Show up every day for a while and you start to get to know people. I’ve made friends at my diners. I have a couple of parishioners who knew me first at one of my diners or another. One of my pastor friends calls the diner my church’s “annex”.

But mostly it is a place where I can live in that noisy anonymity. I am comfortable in that place. My life is a life of responsibility and constant decisions. The diner is just the opposite. No timetables. No need to accomplish anything. I get to look inward and yet, not be alone.

I am an introvert. I am very comfortable as an introvert. When Susan Cain wrote “Quiet” her wonderful book on introverts, I found myself nodding throughout the book. “Yep, that’s me. And that’s me. And that’s me too.”

But alone all the time is not a healthy place for anyone. even introverts. Most of the time when I am in groups, I am active, engaged, social. It is hard for those who see me then to imagine me as an introvert, because I am pretty good at the being social thing. But it sucks the everlasting energy right out of me.

That is why time here, where I can disappear into the knotty pine paneling, is good. I am with people. But mostly I am alone. I do good work, the stuff I like to do. Yes, now and again I find myself taking, often intensely with people. but mostly I am the guy in the corner, quietly tapping on his computer, in his own little world.

It’s a good place to be.

I am grateful that my wife understands, or at least cheerfully tolerates my diner habit.

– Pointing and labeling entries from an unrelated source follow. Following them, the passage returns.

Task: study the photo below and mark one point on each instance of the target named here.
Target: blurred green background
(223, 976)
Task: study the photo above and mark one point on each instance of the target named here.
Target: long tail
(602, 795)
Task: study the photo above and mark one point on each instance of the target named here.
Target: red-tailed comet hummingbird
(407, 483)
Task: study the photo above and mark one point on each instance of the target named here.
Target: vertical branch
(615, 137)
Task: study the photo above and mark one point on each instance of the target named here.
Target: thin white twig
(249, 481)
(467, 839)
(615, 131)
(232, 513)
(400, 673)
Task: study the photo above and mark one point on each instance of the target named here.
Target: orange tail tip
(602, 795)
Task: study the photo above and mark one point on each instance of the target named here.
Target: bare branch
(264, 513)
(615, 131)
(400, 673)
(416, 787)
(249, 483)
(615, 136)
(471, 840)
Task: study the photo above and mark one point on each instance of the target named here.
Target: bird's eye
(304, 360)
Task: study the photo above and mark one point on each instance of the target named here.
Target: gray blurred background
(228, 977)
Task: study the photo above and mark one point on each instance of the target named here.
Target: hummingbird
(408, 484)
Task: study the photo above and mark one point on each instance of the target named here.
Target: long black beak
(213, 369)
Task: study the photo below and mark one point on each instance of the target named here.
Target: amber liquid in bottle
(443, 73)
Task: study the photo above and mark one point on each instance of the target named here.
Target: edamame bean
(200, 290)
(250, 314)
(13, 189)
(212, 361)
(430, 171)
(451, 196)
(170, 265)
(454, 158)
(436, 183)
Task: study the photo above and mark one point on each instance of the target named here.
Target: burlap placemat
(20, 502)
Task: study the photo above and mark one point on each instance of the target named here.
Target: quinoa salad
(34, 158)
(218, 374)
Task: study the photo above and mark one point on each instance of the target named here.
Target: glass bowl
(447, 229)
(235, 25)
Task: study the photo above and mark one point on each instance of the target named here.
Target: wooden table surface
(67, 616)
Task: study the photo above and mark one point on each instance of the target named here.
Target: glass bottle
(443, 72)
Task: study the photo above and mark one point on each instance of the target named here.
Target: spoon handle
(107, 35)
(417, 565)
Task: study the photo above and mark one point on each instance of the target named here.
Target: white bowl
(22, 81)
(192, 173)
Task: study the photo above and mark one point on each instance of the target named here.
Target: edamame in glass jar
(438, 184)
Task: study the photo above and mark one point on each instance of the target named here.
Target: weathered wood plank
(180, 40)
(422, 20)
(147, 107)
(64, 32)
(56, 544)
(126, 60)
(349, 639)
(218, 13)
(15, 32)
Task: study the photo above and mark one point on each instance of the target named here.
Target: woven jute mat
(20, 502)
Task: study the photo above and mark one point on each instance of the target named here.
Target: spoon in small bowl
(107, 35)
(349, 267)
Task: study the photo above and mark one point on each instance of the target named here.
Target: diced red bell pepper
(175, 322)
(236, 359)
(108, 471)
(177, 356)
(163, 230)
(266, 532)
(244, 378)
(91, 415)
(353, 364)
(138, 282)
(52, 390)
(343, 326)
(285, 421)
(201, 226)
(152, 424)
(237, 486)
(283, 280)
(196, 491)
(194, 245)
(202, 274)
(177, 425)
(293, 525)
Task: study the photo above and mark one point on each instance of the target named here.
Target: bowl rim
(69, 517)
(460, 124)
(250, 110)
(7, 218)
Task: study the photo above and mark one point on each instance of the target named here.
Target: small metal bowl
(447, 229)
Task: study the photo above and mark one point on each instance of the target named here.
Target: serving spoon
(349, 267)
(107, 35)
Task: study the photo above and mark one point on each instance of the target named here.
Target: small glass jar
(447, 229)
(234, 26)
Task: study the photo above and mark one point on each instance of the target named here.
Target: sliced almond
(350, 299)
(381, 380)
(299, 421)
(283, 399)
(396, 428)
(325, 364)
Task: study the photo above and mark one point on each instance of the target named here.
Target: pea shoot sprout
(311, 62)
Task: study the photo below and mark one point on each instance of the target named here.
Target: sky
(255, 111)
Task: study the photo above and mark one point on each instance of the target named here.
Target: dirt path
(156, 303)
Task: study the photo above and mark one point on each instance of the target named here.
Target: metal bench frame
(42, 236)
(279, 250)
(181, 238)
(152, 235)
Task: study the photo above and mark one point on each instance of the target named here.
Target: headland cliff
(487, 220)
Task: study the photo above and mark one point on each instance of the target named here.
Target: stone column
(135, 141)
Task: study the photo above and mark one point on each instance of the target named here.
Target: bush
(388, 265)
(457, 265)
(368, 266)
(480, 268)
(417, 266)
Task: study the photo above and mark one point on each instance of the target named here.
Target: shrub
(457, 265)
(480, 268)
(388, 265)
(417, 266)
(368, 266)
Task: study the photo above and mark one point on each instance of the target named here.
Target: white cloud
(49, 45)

Not everyone would want their husband heading out in the morning instead of hanging around the house, but she gets it and that it’s good for me. I am grateful for that about her.

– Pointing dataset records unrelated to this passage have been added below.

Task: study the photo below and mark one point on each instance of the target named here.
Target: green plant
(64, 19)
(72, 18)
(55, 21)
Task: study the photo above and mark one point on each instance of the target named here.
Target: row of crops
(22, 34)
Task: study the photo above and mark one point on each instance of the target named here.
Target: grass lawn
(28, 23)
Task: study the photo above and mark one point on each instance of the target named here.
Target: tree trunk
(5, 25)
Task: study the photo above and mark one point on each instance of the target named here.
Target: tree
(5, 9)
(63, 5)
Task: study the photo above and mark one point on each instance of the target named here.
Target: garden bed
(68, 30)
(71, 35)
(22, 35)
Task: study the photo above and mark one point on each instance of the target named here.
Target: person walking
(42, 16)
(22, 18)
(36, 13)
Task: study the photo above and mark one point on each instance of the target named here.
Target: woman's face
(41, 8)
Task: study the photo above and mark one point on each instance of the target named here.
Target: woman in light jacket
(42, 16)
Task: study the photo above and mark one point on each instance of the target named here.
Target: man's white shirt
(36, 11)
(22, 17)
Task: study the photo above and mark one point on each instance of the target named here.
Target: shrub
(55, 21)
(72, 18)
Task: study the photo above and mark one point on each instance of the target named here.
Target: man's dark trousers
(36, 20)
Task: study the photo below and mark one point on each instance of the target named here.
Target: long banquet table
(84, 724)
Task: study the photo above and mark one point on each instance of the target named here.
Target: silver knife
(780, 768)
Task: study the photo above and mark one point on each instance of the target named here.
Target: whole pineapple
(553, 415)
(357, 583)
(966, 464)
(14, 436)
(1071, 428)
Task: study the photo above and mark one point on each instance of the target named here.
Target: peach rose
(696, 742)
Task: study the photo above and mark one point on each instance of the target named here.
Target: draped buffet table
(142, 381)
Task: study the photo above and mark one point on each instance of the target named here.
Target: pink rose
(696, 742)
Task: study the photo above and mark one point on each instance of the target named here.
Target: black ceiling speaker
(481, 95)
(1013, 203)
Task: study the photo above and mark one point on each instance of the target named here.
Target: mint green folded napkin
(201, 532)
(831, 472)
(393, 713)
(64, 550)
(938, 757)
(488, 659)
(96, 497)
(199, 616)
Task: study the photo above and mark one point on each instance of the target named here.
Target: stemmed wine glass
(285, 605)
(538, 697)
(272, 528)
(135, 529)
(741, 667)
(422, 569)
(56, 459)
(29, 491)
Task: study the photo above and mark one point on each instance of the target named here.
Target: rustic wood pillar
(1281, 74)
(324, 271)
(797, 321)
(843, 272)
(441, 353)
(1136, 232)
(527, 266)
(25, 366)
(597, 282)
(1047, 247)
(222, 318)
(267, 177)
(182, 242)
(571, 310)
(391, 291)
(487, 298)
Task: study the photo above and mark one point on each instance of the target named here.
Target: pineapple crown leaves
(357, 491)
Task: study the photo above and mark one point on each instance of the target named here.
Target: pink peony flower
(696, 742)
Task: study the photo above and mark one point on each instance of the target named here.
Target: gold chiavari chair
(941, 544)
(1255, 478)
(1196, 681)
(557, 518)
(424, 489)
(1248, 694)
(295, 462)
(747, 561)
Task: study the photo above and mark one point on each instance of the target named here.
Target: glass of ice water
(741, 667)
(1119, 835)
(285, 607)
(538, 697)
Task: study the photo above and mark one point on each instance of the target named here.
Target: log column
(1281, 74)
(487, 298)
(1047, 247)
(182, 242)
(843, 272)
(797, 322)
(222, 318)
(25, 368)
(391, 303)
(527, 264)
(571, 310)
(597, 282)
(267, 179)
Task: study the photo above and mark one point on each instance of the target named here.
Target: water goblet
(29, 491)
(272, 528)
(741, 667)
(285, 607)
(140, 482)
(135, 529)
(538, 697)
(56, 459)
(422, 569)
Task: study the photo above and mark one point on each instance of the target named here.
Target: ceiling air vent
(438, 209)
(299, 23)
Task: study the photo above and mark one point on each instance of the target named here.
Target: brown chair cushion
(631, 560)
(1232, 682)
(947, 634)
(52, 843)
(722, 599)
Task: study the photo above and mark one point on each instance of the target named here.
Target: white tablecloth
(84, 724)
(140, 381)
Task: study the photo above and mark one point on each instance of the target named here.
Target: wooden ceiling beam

I am also grateful that as diners rise and fall around here, I have always been able to find another place to be. I miss some of the diners that I used to go to. I miss them a lot. The food and the coffee here is ordinary, but they are the nicest people. They know what I like and they are kind and generous. The music is OK and they have internet. All I need.

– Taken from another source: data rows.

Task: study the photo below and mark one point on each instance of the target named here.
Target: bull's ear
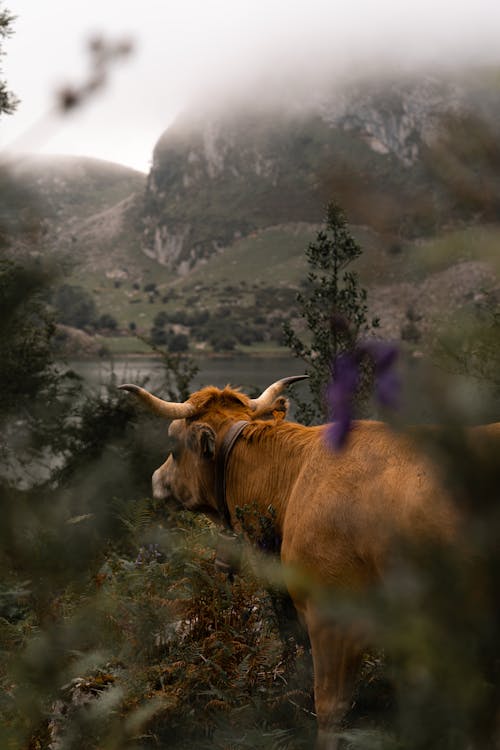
(277, 410)
(202, 439)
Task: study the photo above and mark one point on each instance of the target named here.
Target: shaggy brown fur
(339, 515)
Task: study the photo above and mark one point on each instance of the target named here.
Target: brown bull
(336, 513)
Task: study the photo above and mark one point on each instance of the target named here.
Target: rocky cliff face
(216, 177)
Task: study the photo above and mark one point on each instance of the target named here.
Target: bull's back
(349, 507)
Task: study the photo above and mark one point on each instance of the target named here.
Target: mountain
(67, 204)
(212, 240)
(403, 156)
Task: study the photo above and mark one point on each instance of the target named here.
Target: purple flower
(342, 390)
(387, 383)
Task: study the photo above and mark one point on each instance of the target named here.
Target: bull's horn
(167, 409)
(267, 397)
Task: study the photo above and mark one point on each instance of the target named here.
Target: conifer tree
(334, 309)
(8, 102)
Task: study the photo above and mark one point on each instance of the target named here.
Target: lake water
(243, 371)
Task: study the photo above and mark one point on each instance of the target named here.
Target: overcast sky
(185, 49)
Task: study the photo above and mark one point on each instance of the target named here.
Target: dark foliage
(333, 307)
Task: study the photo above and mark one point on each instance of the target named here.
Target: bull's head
(195, 432)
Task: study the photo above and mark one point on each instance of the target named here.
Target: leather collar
(221, 462)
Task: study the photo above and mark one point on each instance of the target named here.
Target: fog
(196, 51)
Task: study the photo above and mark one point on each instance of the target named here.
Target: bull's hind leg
(337, 654)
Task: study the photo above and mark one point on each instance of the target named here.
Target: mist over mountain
(238, 188)
(395, 153)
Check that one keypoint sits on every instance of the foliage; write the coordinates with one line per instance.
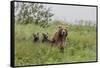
(32, 13)
(81, 45)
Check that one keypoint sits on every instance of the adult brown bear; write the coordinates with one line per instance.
(59, 38)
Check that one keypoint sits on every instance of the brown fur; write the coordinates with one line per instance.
(59, 38)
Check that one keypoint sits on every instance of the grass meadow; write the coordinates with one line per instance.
(81, 45)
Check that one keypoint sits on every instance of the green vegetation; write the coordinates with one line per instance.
(81, 45)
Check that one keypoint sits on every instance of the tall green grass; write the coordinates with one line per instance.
(81, 45)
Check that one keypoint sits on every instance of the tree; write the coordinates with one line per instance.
(32, 13)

I often say that all I need in my art studio is time, space and light. The truth is that in my life, those three things are all I need as well. Time. Space. Light. And I get those at the diners. Start my day with them.

Never underestimate the importance of how we start our days. What we do. What we say to ourselves. People who advocate journaling (and I am one) know that journaling is most effective done first thing in the morning. The tone we take sets up the rest of our day. And I am blessed to be able to start my days in a way that is good for me.

And that is probably the reason I am writing this. To simply express my gratitude for the time, for being able to financially and in my schedule, have these mornings. To have the time, space and light that carries me through the rest of my day.

I am blessed indeed.

Be well. Travel wisely,

Tom

PS: Yes, the picture is of the diner. Taken just before I started writing this.

One comment

  1. To love someone is to allow them what they need, even if it’s something we don’t really understand. Your wife sounds like a good woman and a great friend. I’m glad you have a good place to be.